Then we're set to get another
TREASURY Secretary Ken Henry has declared that the government stands ready to introduce a second fiscal stimulus package if needed in order to avoid a recession while warning against the possibility of taking ourselves into one.
Defending himself and his department against attacks by Opposition frontbenchers, Ken Henry said its forecasts were produced "with no political manipulation" and that Australia could avoid even one quarter of negative economic growth.
"We can talk ourselves into worse outcomes, of course we can. People do, it wouldn't be the first time, but we don't have to," he told the National Press Club.
As the Finance Minister Lindsay Tanner accused the Opposition of an "orchestrated assault" on the Treasury, Dr Henry said its comments had the potential to "undermine the integrity of the Australian public service"...
Coalition frontbencher Helen Coonan Tuesday described the Treasury's economic growth forecast of 2.0% economic growth forecast as "suspicious". Her colleague Andrew Robb said it had a "smell of manipulation" about it. "I think they were required to get a '2' in front of the forecast so the prime minister wasn't embarrassed," he said.
Dr Henry said it "would have been better had the comments not been made".
"Have I been hurt by them?

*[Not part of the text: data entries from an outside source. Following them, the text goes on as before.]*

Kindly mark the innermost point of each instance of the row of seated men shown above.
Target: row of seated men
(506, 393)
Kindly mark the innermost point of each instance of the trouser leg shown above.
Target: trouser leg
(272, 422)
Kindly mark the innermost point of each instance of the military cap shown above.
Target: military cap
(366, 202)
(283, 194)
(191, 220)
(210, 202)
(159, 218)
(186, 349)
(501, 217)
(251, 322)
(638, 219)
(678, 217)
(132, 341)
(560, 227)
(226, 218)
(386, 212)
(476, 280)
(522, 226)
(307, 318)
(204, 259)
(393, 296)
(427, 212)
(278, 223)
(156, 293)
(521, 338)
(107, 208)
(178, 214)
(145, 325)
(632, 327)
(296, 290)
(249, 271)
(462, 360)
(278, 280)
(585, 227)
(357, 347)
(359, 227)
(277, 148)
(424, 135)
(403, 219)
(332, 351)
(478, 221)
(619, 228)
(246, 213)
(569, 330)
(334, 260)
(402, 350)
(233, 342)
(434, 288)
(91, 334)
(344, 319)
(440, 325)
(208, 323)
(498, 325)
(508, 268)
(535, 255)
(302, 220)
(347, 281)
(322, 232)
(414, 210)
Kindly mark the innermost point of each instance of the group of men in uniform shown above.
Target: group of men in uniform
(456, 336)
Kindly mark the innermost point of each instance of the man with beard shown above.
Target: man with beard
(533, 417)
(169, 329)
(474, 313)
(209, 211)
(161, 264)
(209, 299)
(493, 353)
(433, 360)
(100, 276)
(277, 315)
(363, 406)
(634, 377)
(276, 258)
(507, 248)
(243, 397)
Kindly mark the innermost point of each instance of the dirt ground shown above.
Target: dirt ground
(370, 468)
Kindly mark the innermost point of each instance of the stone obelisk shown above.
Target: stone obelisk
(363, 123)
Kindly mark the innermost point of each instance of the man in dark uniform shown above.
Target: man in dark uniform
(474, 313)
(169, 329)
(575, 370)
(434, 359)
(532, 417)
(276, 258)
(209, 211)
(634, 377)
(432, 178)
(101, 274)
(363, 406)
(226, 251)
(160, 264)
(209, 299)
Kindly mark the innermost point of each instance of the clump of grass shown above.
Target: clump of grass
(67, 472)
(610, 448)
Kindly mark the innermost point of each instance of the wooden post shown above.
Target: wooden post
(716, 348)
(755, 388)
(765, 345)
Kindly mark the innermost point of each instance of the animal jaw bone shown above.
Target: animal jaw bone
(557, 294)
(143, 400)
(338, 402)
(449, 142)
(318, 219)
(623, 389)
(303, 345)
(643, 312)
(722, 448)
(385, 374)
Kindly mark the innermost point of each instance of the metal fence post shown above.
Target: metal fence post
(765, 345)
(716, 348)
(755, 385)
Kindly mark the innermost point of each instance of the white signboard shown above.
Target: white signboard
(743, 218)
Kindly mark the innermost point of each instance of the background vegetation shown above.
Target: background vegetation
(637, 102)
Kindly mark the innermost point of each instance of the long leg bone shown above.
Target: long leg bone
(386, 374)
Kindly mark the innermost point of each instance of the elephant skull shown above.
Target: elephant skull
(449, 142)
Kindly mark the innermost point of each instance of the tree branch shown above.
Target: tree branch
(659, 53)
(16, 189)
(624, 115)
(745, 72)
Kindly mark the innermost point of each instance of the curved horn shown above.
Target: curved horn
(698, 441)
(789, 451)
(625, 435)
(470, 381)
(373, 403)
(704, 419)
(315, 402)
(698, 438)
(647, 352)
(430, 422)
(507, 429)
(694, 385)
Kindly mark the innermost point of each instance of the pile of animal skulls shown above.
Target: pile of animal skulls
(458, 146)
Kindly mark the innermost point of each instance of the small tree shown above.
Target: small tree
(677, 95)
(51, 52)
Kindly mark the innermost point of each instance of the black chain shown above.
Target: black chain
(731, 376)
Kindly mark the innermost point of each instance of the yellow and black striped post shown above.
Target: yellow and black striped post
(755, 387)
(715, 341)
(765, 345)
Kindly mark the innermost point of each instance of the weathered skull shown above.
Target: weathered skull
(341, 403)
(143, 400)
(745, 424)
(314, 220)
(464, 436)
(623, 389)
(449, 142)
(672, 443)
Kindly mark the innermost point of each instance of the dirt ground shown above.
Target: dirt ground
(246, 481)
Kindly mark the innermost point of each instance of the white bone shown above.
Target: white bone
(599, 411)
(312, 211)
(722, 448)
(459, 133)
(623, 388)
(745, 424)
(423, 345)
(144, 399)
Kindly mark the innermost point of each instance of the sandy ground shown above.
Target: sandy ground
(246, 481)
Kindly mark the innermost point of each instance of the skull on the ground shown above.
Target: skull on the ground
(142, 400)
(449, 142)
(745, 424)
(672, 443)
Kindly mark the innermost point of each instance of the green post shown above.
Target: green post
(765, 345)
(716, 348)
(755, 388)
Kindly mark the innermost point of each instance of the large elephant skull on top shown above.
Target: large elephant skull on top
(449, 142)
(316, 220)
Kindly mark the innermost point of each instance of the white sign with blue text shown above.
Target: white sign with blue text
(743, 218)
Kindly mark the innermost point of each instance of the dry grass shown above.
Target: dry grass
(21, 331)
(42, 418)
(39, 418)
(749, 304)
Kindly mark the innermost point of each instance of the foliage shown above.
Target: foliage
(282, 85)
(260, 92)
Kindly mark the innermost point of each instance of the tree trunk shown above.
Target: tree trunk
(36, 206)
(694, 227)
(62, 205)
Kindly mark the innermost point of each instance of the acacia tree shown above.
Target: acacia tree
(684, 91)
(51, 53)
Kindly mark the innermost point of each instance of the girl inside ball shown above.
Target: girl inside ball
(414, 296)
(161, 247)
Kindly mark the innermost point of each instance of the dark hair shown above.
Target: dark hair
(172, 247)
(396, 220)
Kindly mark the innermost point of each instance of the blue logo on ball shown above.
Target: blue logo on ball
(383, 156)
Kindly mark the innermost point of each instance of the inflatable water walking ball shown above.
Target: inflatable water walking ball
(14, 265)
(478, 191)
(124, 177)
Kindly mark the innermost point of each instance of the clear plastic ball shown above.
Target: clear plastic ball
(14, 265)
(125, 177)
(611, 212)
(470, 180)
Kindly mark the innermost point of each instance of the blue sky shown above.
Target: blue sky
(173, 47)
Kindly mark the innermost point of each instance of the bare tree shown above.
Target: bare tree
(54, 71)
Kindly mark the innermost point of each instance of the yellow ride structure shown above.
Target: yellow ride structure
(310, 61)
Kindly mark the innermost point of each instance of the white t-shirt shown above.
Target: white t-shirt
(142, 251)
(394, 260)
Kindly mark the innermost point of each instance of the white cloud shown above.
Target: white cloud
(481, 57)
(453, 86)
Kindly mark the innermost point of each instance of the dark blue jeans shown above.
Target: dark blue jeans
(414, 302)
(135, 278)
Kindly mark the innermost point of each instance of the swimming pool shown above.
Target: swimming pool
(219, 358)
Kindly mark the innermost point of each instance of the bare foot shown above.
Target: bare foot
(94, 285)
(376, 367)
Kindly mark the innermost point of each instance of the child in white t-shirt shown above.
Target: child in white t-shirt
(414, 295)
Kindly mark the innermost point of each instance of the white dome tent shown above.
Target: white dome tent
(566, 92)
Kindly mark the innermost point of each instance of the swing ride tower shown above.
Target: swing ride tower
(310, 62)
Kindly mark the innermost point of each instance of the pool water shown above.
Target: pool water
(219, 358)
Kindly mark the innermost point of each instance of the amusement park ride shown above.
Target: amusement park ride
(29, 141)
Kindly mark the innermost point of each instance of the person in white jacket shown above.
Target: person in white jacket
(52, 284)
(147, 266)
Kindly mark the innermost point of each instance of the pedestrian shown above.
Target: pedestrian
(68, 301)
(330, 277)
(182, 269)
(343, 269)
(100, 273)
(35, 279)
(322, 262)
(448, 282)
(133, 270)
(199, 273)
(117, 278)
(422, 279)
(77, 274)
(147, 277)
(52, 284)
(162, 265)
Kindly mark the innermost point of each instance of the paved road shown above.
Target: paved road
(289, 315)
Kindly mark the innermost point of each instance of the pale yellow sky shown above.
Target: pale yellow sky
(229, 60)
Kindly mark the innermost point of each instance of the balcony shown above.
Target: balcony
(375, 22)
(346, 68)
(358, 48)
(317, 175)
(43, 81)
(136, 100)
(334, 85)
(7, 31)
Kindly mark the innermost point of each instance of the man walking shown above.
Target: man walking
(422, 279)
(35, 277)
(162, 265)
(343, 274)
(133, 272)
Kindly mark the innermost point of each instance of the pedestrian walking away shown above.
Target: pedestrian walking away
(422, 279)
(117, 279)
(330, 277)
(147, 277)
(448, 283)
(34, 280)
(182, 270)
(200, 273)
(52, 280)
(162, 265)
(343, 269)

No, I've not personally been hurt by
them. But I don't think it's helpful when comments like that are made which have the potential of undermining the integrity of the Australian public service.
"If that was their intention, it will not work."
Mr Tanner told parliament that "the suggestion that the Australian Treasury has been involved in cooking the books, in publishing false forecasts and the suggestion that the Australian independent Reserve Bank has taken political decisions with respect to interest rates" undermined international confidence in Australian regulators".
"This is an orchestrated plan on the part of the Liberal Party, because the Liberal Party now represents the shonks, the spivs and the sharks who have all crawled out from under rocks as a result of the global financial crisis."
Dr Henry said that his forecasts were "the government’s forecasts, that is the fact. But they are also the forecasts of the Australian Treasury. These forecasts were produced by the Treasury with no political manipulation, with no manipulation from the government."
Most if not all of the difference between the Treasury's forecast of 2.0% economic growth this financial year and the Reserve Bank's 1.5% could be explained by differences in methodology.
Asked whether it was possible that Australia could avoid even one quarter of negative growth, an outcome predicted by both Westpac and JP Morgan, Dr Henry said he was confident that it could, and that the Treasury and the government were "trying our hardest to make sure that happens".
Should there be a need for further fiscal stimulus beyond the $10.4 billion package due to hit wallets from December the government stood "ready to consider further action".
Speaking from Washington the Treasurer Wayne Swan backed up Dr Henry.
``We will do everything responsibly we can, and if that does require future stimuls to the economy that will be done,'' he told the ABC. He conceded the measures might push the budget into deficit.
Asked to speculate about a deficit, Mr Swan replied, "we are projecting modest growth and modest surpluses, but if the situation were to deteriorate significantly it would have an impact on our surpluses and it may well be the case that we could end up in the area that you're speculating about".
But pressed to use the word 'deficit' the Treasurer said he would not, because he was "projecting modest surpluses".
Dr Henry said the biggest problem globally was "fractured confidence".
"Anything that can be done to help restore confidence in real growth, in the strength of the economic, right at the moment is valuable," he added.
The Westpac Melbourne Institute consumer confidence index bounced 4.3% in November after diving 11% in October.